Hi Daniel (alt all),
The pipelining API I created has two calls, one for the initial
sending/requesting data and one for the ack/response of data. It's modeled
loosely on the API in libssh and code found in openssh. The API looks like
this:
LIBSSH2_API ssize_t
libssh2_sftp_write_async_begin(LIBSSH2_SFTP_HANDLE *handle, libssh2_uint64_t
offset,
char
*buffer, size_t buffer_len, unsigned long *request_id);
LIBSSH2_API int
libssh2_sftp_write_async(LIBSSH2_SFTP_HANDLE *handle, unsigned long request_id);
LIBSSH2_API int
libssh2_sftp_read_async_begin(LIBSSH2_SFTP_HANDLE *handle, libssh2_uint64_t
offset, size_t buffer_maxlen, unsigned long *out_request_id);
LIBSSH2_API int
libssh2_sftp_read_async(LIBSSH2_SFTP_HANDLE *handle, char *buffer, size_t
buf_len, unsigned long request_id);
For uploading, the write_async_begin call writes the buffer of a given size.
This is not guaranteed, so the ack call write_async returns the actual size of
the buffer handled.
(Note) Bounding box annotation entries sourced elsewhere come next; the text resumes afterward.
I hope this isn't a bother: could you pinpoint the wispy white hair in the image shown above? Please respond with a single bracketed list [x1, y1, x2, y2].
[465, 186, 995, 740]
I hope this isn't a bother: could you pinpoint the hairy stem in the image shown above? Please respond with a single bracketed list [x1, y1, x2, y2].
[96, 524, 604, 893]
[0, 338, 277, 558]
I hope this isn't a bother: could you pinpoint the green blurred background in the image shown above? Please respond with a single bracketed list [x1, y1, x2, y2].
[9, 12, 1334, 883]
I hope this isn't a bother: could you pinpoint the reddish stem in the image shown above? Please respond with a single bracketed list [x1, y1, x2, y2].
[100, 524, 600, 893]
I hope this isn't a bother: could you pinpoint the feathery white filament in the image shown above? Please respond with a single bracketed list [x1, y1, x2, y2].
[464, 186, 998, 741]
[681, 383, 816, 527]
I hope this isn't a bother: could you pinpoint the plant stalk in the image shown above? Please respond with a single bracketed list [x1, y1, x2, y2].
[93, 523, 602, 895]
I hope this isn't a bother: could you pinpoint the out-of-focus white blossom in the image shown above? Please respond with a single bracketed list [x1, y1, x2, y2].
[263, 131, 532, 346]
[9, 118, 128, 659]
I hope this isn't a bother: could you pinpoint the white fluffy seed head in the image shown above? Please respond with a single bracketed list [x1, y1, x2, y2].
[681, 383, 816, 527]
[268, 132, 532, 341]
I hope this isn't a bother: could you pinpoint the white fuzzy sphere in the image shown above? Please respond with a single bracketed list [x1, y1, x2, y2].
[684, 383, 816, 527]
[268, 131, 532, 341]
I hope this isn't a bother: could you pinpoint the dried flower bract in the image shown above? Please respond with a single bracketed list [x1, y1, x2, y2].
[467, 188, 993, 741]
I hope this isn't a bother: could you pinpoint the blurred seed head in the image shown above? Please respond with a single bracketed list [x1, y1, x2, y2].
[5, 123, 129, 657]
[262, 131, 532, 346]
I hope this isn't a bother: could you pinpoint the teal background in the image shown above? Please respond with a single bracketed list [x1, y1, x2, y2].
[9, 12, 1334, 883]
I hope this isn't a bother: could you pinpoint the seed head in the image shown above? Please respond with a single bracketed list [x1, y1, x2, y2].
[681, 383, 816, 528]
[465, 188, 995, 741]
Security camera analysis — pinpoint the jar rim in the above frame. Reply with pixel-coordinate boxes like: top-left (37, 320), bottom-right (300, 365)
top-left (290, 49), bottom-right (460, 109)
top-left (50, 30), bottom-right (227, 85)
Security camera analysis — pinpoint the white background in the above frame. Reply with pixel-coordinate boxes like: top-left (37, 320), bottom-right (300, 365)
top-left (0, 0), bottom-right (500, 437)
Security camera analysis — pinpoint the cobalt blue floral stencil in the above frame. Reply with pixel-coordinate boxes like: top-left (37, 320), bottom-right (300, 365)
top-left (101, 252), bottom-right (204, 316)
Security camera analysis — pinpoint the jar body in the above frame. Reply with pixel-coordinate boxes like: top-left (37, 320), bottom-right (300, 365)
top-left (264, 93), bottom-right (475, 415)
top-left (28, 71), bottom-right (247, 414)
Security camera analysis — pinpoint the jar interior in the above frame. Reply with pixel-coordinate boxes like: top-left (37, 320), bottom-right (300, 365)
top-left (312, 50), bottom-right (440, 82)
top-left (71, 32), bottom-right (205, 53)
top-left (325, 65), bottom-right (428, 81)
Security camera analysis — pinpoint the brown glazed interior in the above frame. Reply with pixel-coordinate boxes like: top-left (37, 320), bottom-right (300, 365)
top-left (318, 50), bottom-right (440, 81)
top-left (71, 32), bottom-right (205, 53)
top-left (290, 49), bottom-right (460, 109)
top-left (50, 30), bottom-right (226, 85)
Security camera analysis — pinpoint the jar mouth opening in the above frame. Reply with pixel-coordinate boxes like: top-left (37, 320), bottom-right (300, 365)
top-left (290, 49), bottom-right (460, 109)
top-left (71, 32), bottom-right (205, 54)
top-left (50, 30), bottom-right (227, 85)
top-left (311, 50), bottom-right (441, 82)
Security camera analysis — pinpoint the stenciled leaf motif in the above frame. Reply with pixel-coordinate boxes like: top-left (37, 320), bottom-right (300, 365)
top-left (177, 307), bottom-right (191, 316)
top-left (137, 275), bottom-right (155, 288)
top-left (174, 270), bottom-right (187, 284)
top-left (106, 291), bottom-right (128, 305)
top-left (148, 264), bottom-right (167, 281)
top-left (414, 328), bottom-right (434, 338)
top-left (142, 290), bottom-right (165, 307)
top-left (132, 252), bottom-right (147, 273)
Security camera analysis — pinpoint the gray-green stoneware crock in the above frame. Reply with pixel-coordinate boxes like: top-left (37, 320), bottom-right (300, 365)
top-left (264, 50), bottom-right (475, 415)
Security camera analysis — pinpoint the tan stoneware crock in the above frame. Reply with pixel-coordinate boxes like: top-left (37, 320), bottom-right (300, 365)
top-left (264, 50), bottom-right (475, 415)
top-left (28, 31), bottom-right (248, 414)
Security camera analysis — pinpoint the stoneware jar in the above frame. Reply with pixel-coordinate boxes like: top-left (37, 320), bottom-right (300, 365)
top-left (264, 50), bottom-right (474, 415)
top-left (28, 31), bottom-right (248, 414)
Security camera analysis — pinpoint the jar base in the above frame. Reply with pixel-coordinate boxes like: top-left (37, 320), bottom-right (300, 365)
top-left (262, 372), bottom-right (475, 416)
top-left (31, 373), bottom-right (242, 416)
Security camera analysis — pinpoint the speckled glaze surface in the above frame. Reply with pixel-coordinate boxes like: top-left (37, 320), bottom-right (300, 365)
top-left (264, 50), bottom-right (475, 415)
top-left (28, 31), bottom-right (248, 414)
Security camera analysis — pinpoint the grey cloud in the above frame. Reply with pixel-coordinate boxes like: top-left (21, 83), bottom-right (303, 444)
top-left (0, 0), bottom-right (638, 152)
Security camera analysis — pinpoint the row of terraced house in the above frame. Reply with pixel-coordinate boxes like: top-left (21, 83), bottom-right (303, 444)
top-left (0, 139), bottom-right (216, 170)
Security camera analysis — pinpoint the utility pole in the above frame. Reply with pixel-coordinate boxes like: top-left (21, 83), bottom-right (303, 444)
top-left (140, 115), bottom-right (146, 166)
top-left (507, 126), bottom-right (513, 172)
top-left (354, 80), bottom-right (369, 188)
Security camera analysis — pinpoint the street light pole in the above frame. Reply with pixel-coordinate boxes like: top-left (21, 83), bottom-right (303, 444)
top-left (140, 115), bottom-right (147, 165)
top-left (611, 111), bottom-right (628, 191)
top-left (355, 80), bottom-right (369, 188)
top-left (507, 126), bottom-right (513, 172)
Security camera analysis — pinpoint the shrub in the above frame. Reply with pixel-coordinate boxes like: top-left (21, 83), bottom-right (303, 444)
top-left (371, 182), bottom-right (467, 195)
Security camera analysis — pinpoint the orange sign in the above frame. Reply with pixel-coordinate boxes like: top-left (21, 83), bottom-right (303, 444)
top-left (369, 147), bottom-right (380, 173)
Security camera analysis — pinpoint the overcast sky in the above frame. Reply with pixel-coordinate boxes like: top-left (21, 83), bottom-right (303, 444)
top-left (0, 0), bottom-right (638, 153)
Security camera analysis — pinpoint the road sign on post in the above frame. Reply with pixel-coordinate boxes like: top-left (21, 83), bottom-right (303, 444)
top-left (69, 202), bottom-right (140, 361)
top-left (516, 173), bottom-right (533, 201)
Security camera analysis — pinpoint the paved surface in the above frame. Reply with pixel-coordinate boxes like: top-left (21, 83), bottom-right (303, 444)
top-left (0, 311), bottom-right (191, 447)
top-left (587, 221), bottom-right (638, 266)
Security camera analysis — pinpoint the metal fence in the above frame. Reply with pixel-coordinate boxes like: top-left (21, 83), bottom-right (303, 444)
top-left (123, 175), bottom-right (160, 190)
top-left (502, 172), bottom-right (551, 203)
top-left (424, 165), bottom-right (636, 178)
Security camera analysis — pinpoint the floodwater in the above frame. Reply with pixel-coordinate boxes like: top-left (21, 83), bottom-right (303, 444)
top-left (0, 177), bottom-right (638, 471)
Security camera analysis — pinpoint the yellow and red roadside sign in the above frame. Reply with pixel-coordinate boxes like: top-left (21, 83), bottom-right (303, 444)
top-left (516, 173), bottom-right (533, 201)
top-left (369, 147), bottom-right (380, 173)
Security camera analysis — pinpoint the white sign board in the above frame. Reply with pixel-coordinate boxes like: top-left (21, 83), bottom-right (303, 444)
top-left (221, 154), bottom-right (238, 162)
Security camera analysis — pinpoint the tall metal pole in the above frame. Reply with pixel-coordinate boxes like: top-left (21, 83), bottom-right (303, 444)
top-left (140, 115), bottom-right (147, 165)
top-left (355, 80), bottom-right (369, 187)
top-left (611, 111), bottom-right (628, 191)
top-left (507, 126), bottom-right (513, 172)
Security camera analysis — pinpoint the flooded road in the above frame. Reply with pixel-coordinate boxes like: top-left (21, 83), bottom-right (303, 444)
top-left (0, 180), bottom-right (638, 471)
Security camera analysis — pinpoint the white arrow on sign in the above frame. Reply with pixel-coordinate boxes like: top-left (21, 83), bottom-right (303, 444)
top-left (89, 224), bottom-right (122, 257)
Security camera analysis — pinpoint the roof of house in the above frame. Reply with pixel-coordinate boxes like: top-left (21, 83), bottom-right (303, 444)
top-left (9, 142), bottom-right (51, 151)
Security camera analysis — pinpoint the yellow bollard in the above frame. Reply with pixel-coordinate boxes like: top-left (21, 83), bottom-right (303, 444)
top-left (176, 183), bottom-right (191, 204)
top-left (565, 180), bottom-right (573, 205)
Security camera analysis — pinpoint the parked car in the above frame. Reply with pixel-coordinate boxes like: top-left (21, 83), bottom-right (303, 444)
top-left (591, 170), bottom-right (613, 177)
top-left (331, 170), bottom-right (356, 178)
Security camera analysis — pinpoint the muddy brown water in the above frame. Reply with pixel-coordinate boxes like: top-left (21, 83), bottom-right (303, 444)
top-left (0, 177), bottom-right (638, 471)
It is then up to the caller to correctly re-send the
remaining buffer at the correct offset. Writes are paired using the request ID.
For downloading, it's the same concept. read_async_begin requests bytes of a
given size at a given offset, read_async then actually returns that data; this
may not be the entire requested bytes, so the caller needs to correctly
re-request the remaining buffer at the correct offset. Reads are paired using
the request ID.
The advantages of this is that you can call write_async_begin say, 10 times in
a row, then starting draining the acks using write_async, this minimizes
network latency (aka sitting on a select() call) and does a better job maxing
out available bandwidth. The same can be said about downloading. The
advantages of this method to the new write pipelining on the 1.2.8 branch is
that you don't have to pre-read a large buffer of data into memory. The
disadvantage is it's more leg-work for the implementor because you have to
track the offsets and drain replies manually. Thinking out loud, it might be
worth adding a convenance API that takes a file path and does all this
'behind-the-scences' like the openssh do_upload/do_download methods do.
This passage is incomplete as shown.